Nepal, officially the Federal Democratic Republic of Nepal, is a landlocked sovereign state located in South Asia between two countries; China by the north and India by the east, west and south. The national symbols of Nepal according to the New Constitutions of Nepal 2072 are:

Bird

The Himalayan monal (Lophophorus impejanus) also known as the impeyan monal, impeyan pheasant or danfe is a bird of the genus Lophophorus of the pheasant family, Phasianidae. It is the national bird of Nepal, where it is known as the danfe in Nepali. It gives 4 to 6 eggs at time after 27 days of conception. It is found in himalayan region where small bushes and rhododendron is available.

Emblem

The emblem of Nepal was changed during the reconciliation period following the Nepalese Civil War. On 30 December 2006, a new coat of arms was introduced. It contains the flag of Nepal, Mount Everest, green hills symbolising the hilly regions of Nepal and yellow colour symbolising the fertile Terai region, male and female hands joining to symbolise gender equality, and a garland of rhododendrons (the national flower). Atop this is a white silhouette in the shape of Nepal. In 2020, a new revised coat of arms was introduced.

Flag

The national flag of Nepal () is the world's only non-quadrilateral national flag. The flag is a simplified combination of two single pennons, the vexillological word for a pennant. Its crimson red is the colour of the rhododendron, the country's national flower. Red is also the sign of victory in war. The blue border is the colour of peace. Until 1962, the flag's emblems, the sun and the crescent moon, had human faces. They were removed to modernize the flag.

Dress

Daura-Suruwal, gunyo cholo are popular dresses. But officially Nepal doesn't possess any specific dress as national dress. Previously Daura-Suruwal for men and Gunyo-Cholo for women were considered national dress.

National Anthem

Animal

Cow is the national animal of Nepal. Cattle (colloquially cows) are the most common type of large domesticated ungulates. They are a prominent modern member of the subfamily Bovinae, are the most widespread species of the genus Bos, and are most commonly classified collectively as Bos primigenius. Cows are not raised as livestock for meat (beef and veal), but as dairy animals for milk and other dairy products, and as draft animals (oxen or bullocks) (pulling carts, plows and the like). The national breed Achham cattle which falls in the Bos indicus species is understood to be the national animal.

Flower

Rhododendron (; lali gurans) is a genus of over 1000 species of woody plants in the heath family, either evergreen or deciduous. Rhododendron are found in the altitude range from 1200 meters to 3600 meters above the sea level.

Language

The official language of Nepal is Nepali language. Nepali or Nepalese () is a language in the Indo-Aryan branch of the Indo-European language family. It is the official language and de facto lingua franca of Nepal and is also spoken in Bhutan and parts of India.

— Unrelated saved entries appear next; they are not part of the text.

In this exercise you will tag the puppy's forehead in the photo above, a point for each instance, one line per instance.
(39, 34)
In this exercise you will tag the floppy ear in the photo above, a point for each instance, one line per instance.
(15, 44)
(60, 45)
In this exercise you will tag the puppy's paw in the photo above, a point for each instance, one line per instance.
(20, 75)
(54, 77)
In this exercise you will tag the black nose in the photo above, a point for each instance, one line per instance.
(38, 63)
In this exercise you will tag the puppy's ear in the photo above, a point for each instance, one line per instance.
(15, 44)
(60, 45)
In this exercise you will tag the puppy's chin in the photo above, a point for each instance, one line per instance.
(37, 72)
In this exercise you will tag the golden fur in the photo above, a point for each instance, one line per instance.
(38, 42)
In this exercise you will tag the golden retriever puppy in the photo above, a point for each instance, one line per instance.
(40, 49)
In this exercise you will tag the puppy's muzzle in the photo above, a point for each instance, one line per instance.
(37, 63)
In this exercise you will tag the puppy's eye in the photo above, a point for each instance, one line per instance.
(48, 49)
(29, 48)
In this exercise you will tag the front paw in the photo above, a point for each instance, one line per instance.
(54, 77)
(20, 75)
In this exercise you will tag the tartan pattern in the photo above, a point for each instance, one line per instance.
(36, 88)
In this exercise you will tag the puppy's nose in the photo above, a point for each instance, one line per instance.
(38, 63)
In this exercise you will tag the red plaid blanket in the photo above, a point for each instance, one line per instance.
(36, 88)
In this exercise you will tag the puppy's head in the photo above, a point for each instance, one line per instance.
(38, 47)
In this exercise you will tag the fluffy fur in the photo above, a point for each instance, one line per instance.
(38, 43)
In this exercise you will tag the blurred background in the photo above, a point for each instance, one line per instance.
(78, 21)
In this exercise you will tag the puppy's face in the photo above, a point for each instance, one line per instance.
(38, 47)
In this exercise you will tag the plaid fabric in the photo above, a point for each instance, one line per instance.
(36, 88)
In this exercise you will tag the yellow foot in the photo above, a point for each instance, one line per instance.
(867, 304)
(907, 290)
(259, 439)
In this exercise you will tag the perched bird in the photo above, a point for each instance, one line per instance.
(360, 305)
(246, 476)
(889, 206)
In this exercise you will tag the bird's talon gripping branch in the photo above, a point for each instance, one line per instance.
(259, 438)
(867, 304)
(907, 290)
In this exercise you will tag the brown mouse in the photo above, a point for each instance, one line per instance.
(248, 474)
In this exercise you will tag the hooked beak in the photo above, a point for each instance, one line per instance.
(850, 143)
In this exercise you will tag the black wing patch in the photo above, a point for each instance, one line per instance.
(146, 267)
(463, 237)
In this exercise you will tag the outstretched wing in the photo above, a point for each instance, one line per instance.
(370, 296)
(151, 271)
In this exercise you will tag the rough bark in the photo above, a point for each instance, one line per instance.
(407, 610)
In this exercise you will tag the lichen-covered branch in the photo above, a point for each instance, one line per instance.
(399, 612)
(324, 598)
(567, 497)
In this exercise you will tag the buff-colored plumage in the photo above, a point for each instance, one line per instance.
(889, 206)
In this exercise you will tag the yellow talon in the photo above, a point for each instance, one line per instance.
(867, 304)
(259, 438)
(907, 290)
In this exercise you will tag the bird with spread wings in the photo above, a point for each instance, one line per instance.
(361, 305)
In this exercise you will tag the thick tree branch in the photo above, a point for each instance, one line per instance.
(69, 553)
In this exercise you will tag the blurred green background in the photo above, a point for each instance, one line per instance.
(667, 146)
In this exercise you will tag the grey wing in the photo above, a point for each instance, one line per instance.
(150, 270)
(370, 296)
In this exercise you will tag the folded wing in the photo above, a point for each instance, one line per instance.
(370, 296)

In India, it is one of the country's 2nd official languages: Nepali has official language status in the formerly independent state of Sikkim and in West Bengal's Darjeeling district. Nepali developed in proximity to a number of Tibeto-Burman languages, most notably Kirati and Gurung, and shows Tibeto-Burman influences

Color
Crimson is a strong, bright, deep reddish purple color. it is the national colour of Nepal.

Sport 
Volleyball is the national sport of Nepal. Previously, dandi biyo, a stick game was considered to be de facto national game. However, in 2017, the government of Nepal announced volleyball as the national sport.